Monitor and correct entity drift. Entity representations drift over time as platforms update, content changes, and third parties create mentions with inconsistent information. Establish a quarterly entity audit: check all platforms for accuracy, correct any drift, and update descriptions to reflect current positioning. Entity optimisation is not a one-time project - it requires ongoing maintenance to prevent drift from undermining your AI visibility.

04

Content Strategy for Entity Reinforcement

Content strategy plays a critical role in entity optimisation - the way you write about your brand, people, and concepts reinforces or undermines the entity models that AI systems build. This section covers the content practices that strengthen entity authority.

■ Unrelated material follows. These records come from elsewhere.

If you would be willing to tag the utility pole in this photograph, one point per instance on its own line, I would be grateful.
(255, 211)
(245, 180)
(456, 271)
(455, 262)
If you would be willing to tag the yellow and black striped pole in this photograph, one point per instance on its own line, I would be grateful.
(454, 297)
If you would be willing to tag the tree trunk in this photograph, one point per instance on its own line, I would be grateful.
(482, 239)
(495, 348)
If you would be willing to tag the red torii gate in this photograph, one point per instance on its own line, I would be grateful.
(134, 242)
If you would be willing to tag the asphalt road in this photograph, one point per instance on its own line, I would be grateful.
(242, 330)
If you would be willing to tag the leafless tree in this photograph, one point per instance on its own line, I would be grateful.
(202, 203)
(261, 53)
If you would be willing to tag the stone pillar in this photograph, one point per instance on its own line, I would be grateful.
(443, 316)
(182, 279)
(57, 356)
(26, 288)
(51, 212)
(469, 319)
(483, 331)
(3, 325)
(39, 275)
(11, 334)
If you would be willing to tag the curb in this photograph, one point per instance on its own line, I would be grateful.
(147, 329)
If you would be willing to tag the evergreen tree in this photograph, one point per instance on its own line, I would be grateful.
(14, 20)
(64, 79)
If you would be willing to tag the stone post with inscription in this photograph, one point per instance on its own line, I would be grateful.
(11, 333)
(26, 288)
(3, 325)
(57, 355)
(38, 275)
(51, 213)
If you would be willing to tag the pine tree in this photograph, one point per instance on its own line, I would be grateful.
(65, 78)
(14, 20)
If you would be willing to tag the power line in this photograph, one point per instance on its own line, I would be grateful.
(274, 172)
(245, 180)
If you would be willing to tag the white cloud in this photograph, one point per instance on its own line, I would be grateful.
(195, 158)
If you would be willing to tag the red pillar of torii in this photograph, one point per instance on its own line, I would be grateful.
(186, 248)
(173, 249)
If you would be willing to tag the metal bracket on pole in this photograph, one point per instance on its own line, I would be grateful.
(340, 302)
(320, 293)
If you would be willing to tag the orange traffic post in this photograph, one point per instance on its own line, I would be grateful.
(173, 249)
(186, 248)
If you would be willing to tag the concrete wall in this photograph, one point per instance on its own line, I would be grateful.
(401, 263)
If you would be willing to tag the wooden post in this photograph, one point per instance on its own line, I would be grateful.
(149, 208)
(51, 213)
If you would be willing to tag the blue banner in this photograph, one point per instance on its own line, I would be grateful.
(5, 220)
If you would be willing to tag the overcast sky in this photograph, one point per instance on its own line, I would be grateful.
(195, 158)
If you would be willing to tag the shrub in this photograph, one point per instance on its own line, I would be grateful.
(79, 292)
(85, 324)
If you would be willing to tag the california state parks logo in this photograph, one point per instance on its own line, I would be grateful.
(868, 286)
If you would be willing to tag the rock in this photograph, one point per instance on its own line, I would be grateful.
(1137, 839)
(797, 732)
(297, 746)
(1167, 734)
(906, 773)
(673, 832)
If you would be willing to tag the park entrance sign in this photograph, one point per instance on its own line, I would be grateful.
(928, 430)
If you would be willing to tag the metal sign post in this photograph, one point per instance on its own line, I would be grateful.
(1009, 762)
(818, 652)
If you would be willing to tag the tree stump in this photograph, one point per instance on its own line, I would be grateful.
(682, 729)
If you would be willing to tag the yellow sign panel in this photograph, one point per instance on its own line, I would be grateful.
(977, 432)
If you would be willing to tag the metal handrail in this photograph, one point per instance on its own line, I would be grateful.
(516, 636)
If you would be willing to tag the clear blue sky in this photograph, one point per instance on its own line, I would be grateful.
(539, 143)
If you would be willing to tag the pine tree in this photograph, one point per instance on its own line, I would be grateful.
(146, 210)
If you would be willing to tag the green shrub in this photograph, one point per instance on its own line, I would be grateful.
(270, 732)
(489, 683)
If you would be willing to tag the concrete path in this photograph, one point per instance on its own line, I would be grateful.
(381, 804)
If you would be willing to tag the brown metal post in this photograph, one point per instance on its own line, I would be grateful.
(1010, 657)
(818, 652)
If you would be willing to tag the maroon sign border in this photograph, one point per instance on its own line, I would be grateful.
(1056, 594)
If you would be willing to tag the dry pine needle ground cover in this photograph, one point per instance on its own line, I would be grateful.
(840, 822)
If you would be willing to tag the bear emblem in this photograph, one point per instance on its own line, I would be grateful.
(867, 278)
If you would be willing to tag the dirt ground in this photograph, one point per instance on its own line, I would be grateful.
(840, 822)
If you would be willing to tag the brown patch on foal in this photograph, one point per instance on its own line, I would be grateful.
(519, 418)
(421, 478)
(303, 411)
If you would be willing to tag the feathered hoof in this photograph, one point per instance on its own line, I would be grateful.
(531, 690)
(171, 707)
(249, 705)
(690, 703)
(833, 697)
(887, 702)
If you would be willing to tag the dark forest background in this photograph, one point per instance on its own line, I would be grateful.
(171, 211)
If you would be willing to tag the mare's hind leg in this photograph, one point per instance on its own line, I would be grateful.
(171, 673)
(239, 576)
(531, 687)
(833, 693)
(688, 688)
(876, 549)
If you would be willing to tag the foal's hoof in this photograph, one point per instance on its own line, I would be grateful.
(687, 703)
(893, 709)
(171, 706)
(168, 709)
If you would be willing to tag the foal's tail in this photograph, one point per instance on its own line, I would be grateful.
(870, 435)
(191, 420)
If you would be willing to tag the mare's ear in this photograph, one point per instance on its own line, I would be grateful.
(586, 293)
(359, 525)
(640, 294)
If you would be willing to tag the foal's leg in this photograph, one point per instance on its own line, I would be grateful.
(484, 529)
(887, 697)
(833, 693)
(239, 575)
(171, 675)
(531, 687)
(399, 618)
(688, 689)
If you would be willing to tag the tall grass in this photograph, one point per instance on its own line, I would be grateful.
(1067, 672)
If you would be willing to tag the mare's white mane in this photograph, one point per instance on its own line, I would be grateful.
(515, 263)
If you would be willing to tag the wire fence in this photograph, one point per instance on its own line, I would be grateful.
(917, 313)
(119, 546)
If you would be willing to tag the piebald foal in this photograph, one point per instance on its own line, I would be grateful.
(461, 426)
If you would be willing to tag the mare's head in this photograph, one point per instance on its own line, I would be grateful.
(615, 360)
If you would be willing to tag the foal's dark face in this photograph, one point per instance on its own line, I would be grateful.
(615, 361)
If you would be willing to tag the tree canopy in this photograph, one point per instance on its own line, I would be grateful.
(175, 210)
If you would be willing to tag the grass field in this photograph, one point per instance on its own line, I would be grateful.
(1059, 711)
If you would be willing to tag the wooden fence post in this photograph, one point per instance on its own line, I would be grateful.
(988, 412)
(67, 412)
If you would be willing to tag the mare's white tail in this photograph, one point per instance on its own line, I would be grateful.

Use canonical terminology consistently across all content. If you define a concept (e.g., 'trust architecture'), use that exact term on every page, in every structured data block, and in every external mention. Do not alternate between 'trust architecture,' 'architecture of trust,' and 'trust framework' - AI systems may treat these as different concepts. Canonical terminology builds the concept entities that AI systems associate with your brand.

Include explicit entity statements in content. AI systems extract entity information from natural language content. Include explicit statements that reinforce your entity model: 'The AXD Institute, founded in September 2024 by Tony Wood in the United Kingdom, is the institutional home of Agentic Experience Design.' These statements, repeated across multiple pages, build the entity signals that AI systems use to construct your brand's knowledge graph entry.

Create dedicated entity pages. Create a dedicated page for your organisation (About page), each key person (bio/profile page), and each proprietary concept (definition page). These dedicated pages serve as canonical entity references that AI systems can use to build comprehensive entity models. Ensure each entity page includes comprehensive structured data and explicit authority claims.

Build entity relationships through content. AI systems understand entities through their relationships to other entities. Explicitly state relationships in your content: '[Person] is the founder of [Organisation].' '[Organisation] created [Framework].' '[Framework] is a component of [Discipline].' These relational statements help AI systems build the knowledge graph connections that determine how your entities are represented in generated outputs.

Publish entity-reinforcing content regularly. Each new piece of content is an opportunity to reinforce your entity model. Every essay, guide, and page should include consistent entity references: organisation name, founder name, key concepts, and founding claims. The cumulative effect of consistent entity reinforcement across hundreds of pages builds the deep entity authority that AI systems require to confidently cite and recommend your brand.